TYPO3 Application context: Development or Production

Screenshot showing the current application context in the "System Information" box

The current application context is displayed on the top-right in the "System Information" box

A TYPO3 instance is often used in different contexts that can adapt to your needs.

You can use the application context to differentiate between different environments / servers.

There are 3 major application context groups:

Development
To be used during development. Debugging is enabled by default.
Production
Debugging and deprecation logs are deactivated by default.
Testing
To be used in automated testing.

You can define arbitrary strings as a subcontext for example Development/Local or Production/Stage.

Setting the application context

If the application context is not set it is Production by default so that you don't have to do anything on the production server.

In DDEV you should set the application context to Development/Local to enable debugging and different site configurations for DDEV and your live server.

Create a file called docker-compose.context.yaml in your .ddev path with the following content:

[project root]/.ddev/docker-compose.context.yaml
version: '3.6'
services:
  web:
    environment:
      - TYPO3_CONTEXT=Development/Local
Copied!

Restart DDEV using

ddev restart
Copied!

Local development

When you installed TYPO3 with DDEV, DDEV automatically created a file called config/system/additional.php for you. This file includes server settings needed only during development, including:

  • A connection to the local database in DDEV
  • Configuration of Mailpit to enable debugging of emails
  • Image magic configuration so that images can be scaled and edited
  • Enabling enhanced error reporting

You should not deploy this file to your production server but create one just for the production server. See section Production environment

Production environment

It is not recommended to put credentials into a file that is kept under version control. However, many other settings should be kept under version control.

We recommend putting all configuration containing credentials into a special file that is not kept under version control and include it in your config/system/additional.php.

Create a file called config/system/credentials.php:

config/system/credentials.php
<?php

defined('TYPO3') or die();
$customChanges = [
    'BE' => [
        'installToolPassword' => 'some encrypted string',
    ],
    'DB' => [
        'Connections' => [
            'Default' => [
                'dbname' => 'my_db',
                'host' => 'localhost',
                'password' => '<secure password>',
                'user' => 'my_db_user',
            ],
        ],
    ],
    'SYS' => [
        'encryptionKey' => 'replace with generated encryption key',
    ],
];
Copied!

You can now include this file in your config/system/additional.php:

config/system/additional.php
<?php

defined('TYPO3') or die();

$customChanges = [
];

$GLOBALS['TYPO3_CONF_VARS'] = array_replace_recursive($GLOBALS['TYPO3_CONF_VARS'], (array)$customChanges);
$file = realpath(__DIR__) . '/credentials.php';
if (is_file($file)) {
    include_once($file);
    $GLOBALS['TYPO3_CONF_VARS'] = array_replace_recursive($GLOBALS['TYPO3_CONF_VARS'], (array)$customChanges);
}
Copied!

The following steps are needed for a secure production context:

  • Generate a unique encryption key and put it in $customChanges['SYS']['encryptionKey'] in your config/system/credentials.php.
  • Choose a new install tool password and put its hash into $customChanges['BE']['installToolPassword'].
  • Replace the database credentials in the $customChanges['DB']['Connections']['Default'] section with database credentials for your server.
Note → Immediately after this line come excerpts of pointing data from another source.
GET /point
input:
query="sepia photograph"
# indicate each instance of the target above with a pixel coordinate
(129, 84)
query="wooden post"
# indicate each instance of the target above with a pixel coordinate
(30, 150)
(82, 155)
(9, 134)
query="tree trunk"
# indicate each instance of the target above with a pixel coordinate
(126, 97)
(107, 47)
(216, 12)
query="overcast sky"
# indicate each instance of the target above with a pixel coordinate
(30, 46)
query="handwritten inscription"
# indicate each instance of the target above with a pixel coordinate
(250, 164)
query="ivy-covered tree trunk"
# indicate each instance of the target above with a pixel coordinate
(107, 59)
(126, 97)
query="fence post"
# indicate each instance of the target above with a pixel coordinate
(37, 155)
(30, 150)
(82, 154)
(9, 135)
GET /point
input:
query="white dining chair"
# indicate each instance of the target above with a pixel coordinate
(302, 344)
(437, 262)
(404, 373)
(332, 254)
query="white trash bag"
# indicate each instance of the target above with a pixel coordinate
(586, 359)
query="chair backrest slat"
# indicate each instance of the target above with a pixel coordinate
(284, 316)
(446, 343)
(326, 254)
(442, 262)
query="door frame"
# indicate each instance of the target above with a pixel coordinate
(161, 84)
Further settings important for security can be made directly in the config/system/additional.php:

config/system/additional.php
<?php

defined('TYPO3') or die();

$customChanges = [
    'BE' => [
        'debug' => '0',
    ],
    'FE' => [
        'debug' => '0',
    ],
    'SYS' => [
        'trustedHostsPattern' => 'SERVER_NAME', // keep this if it is working on your server
        'devIPmask' => '127.0.0.1,::1', // localhost oly
        'displayErrors' => 0, // Turn off error reporting
    ],
];

$GLOBALS['TYPO3_CONF_VARS'] = array_replace_recursive($GLOBALS['TYPO3_CONF_VARS'], (array)$customChanges);
$file = realpath(__DIR__) . '/credentials.php';
if (is_file($file)) {
    include_once($file);
    $GLOBALS['TYPO3_CONF_VARS'] = array_replace_recursive($GLOBALS['TYPO3_CONF_VARS'], (array)$customChanges);
}
Copied!

Please refer to the security guide in getting started to check which settings are currently recommended for a secure production environment:

Global TYPO3 configuration options

Suggested configurations might change in future security bulletins.

You can put any of the suggested changes into the $customChanges array of your config/system/additional.php.